The Road to Software 2.0 or Data‑Centric AI

This article gives a brief, biased overview of our road to data-centric AI (AKA Software 2.0). The hope is to provide entry points for people interested in this area, which has been scattered in nooks and crannies of the overall AI picture—even while it drives some of our favorite products, advancements, and benchmark improvements. Our plan is to collect pointers to these resources on GitHub, write a few more articles about exciting directions, and engage with folks who are excited about it.

Maybe you?

Data Centric AI Resource Mailing List Interest Form
The curtain opens...

Starting in about 2016, researchers from our lab went around giving talks about an intentionally crazy idea: ML models—long the darlings of researchers and practitioners—were no longer the stars of the show. In fact, models were becoming commodities. Quelle Horreur! Jumping a bit ahead, what did we claim would drive progress? The data (in particular, the training data).

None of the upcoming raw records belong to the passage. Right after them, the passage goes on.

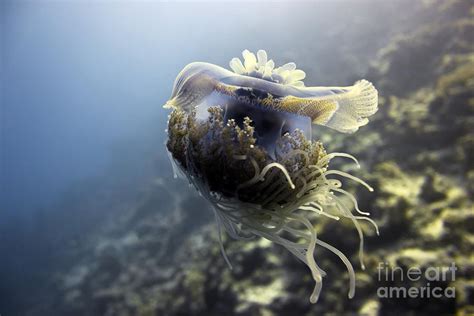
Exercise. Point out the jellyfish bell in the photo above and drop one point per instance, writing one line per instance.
(243, 139)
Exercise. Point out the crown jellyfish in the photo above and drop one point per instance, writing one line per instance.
(243, 139)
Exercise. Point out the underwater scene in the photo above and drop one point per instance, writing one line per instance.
(237, 158)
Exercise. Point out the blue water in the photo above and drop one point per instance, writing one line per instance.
(81, 79)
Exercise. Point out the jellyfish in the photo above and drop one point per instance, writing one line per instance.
(243, 138)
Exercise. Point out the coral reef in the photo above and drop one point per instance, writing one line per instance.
(420, 152)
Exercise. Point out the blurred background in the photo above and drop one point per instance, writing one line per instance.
(92, 221)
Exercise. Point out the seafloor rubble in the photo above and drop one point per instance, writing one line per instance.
(419, 155)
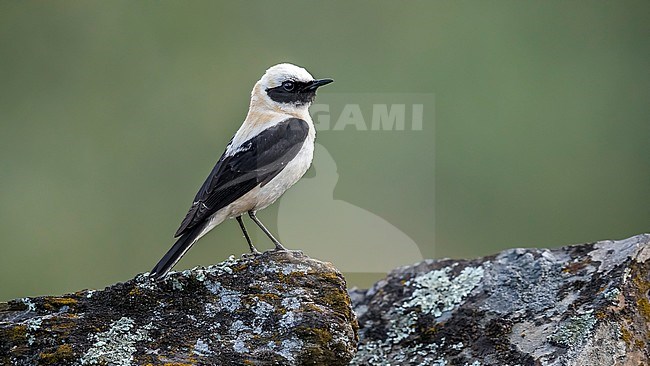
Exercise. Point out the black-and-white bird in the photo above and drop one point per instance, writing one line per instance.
(270, 152)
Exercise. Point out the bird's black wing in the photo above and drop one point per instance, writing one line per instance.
(256, 162)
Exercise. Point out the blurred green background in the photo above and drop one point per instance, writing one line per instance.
(112, 114)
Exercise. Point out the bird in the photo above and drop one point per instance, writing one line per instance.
(268, 154)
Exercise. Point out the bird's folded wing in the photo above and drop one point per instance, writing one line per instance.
(254, 163)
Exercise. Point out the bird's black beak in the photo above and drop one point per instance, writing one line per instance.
(315, 84)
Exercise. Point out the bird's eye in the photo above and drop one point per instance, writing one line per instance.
(288, 85)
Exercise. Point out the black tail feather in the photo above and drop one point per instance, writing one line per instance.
(175, 254)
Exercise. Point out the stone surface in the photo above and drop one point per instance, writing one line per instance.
(578, 305)
(280, 308)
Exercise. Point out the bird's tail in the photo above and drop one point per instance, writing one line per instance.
(175, 254)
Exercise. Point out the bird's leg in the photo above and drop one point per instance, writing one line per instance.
(248, 238)
(275, 241)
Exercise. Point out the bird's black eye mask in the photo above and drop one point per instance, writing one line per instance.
(293, 92)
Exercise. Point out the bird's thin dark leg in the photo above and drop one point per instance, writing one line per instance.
(278, 245)
(248, 238)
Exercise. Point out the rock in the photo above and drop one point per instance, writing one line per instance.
(578, 305)
(279, 308)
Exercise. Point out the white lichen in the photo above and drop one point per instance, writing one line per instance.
(202, 348)
(28, 302)
(289, 348)
(116, 345)
(435, 292)
(574, 330)
(229, 300)
(290, 303)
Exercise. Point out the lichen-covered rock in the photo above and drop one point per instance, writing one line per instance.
(578, 305)
(278, 308)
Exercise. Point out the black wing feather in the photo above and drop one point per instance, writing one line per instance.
(260, 159)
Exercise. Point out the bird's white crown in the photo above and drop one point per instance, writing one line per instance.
(275, 75)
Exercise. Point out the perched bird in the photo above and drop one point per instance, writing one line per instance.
(270, 152)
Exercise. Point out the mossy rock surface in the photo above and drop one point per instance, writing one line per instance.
(278, 308)
(578, 305)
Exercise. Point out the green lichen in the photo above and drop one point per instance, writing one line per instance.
(61, 354)
(53, 303)
(574, 330)
(436, 292)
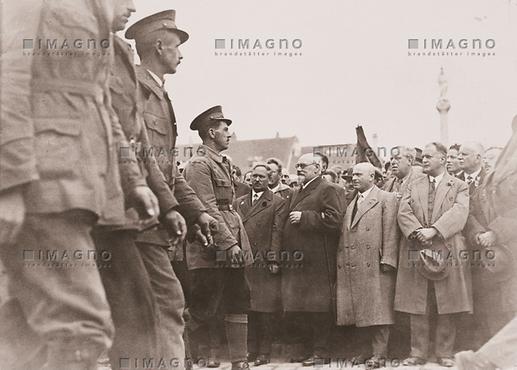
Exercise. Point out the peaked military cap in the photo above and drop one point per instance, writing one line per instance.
(209, 116)
(164, 20)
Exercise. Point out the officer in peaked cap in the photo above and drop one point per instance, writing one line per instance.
(165, 20)
(208, 117)
(218, 283)
(157, 41)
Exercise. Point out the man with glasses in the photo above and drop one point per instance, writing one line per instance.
(402, 161)
(433, 280)
(312, 231)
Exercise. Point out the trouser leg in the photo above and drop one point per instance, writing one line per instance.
(253, 332)
(445, 336)
(129, 294)
(266, 323)
(380, 336)
(321, 326)
(169, 299)
(420, 330)
(54, 278)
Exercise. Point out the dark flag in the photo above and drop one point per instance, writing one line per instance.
(364, 152)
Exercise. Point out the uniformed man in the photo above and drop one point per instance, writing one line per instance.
(126, 280)
(157, 40)
(59, 177)
(217, 273)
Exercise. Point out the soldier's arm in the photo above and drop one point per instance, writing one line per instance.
(130, 175)
(189, 204)
(390, 231)
(17, 157)
(329, 218)
(453, 220)
(155, 178)
(198, 176)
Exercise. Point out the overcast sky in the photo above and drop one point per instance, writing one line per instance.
(354, 69)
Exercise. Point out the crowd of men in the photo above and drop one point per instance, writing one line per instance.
(87, 166)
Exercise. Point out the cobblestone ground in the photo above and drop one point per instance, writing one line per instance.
(338, 364)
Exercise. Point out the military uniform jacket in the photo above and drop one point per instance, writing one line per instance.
(128, 107)
(160, 124)
(71, 158)
(264, 221)
(208, 173)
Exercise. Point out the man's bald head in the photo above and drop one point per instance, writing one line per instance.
(363, 176)
(309, 166)
(471, 156)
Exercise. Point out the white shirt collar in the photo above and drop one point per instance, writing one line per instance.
(438, 178)
(474, 175)
(253, 193)
(308, 182)
(276, 188)
(365, 193)
(156, 78)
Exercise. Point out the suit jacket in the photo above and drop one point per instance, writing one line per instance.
(209, 175)
(478, 181)
(309, 284)
(264, 221)
(449, 215)
(364, 293)
(241, 188)
(394, 186)
(284, 191)
(160, 123)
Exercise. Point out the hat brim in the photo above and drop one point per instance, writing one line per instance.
(131, 34)
(194, 125)
(182, 34)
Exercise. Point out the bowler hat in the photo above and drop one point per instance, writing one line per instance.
(433, 259)
(164, 20)
(210, 115)
(498, 263)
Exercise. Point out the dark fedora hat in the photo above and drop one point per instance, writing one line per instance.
(165, 20)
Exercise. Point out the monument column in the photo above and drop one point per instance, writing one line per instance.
(443, 107)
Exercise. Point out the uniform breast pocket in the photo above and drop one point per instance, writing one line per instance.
(223, 188)
(159, 136)
(58, 146)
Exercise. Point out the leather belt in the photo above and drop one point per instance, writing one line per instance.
(225, 207)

Training data, the new, new oil circa 2016.
Venture-backed octopus.

In a series of papers and talks, we had taglines like “AI is driven by data—not code” or worse (but our personal favorite) ”Training data is the new new oil”. What does that even mean? Moving ahead with our oil baron lifestyle, we started building systems championed by little octopuses wearing snorkels (octopuses clearly need help breathing underwater). Neither marketing nor marine biology are lab strong suits. Eventually, we turned to others and called this “Software 2.0” (inspired by Karpathy’s post). After the octopus got venture funding, professionals started calling it data-centric AI. Recently Andrew Ng found this to be a not-totally-embarrassing name and gave a great talk about his perspective on this direction. Thanks, Andrew!

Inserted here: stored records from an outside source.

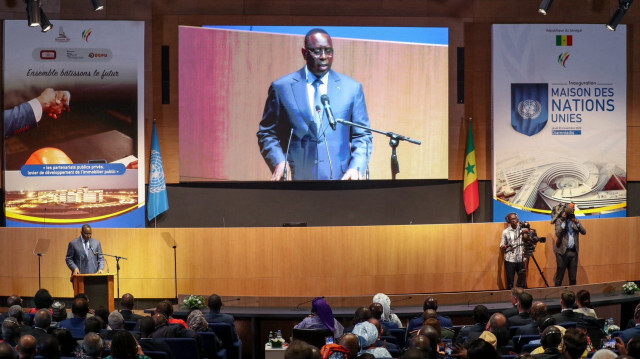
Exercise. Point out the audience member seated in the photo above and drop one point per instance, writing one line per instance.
(387, 316)
(197, 322)
(524, 307)
(351, 343)
(48, 348)
(42, 300)
(538, 310)
(469, 333)
(376, 312)
(413, 353)
(115, 324)
(59, 313)
(92, 346)
(11, 301)
(429, 303)
(497, 320)
(94, 325)
(15, 312)
(583, 298)
(147, 327)
(550, 340)
(594, 330)
(321, 317)
(6, 351)
(434, 339)
(164, 330)
(379, 341)
(513, 310)
(574, 343)
(166, 308)
(214, 315)
(368, 335)
(544, 323)
(41, 323)
(115, 321)
(604, 354)
(298, 349)
(127, 304)
(125, 346)
(504, 344)
(422, 343)
(480, 349)
(79, 308)
(567, 301)
(27, 347)
(90, 313)
(68, 345)
(11, 331)
(629, 333)
(362, 314)
(333, 351)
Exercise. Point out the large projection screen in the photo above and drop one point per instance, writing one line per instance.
(225, 75)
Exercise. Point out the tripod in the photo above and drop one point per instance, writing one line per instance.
(526, 268)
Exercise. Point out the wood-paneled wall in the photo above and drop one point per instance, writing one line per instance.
(331, 261)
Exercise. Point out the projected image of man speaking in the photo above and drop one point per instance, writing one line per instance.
(298, 116)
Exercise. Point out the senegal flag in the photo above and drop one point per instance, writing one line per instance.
(471, 195)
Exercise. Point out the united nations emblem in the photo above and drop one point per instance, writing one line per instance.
(156, 175)
(529, 109)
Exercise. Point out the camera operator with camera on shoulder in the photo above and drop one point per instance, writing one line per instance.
(566, 248)
(511, 244)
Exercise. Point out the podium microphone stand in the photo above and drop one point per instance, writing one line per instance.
(394, 141)
(42, 246)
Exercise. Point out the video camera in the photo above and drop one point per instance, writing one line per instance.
(530, 238)
(559, 209)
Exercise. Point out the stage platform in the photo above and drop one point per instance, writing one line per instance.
(256, 316)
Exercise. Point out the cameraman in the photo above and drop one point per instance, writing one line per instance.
(511, 244)
(568, 230)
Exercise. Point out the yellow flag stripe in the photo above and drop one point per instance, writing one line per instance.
(25, 218)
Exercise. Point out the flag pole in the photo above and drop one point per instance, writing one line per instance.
(470, 120)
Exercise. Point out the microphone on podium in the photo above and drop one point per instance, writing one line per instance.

ML models are becomming commodities.

Our view that models were becoming a commodity was heretical for a few reasons.

Losses down and wheels up.

First, people often think of data as a static thing, and they have a point. Data literally means “that which is given”. (Hat tip to Ben Recht! ) For most ML people, they download a PyTorch dataloader, and that’s where ML begins: losses down, wheels up, and the data was a mere accessory.

But to an engineer in the wild, the training data was never “that which is given”. It was the result of a process-usually a dirty, messy process not worth bragging about.

An engineer and their training data.

Still, there was hope. This was a process and therefore could be engineered and programmed. In applications, we took time to clean and merge data. We engineered it. We began to talk about how AI and ML systems were driven by this data, how they were programmed by this data. This led to understandably (obtuse) names like “data programming”.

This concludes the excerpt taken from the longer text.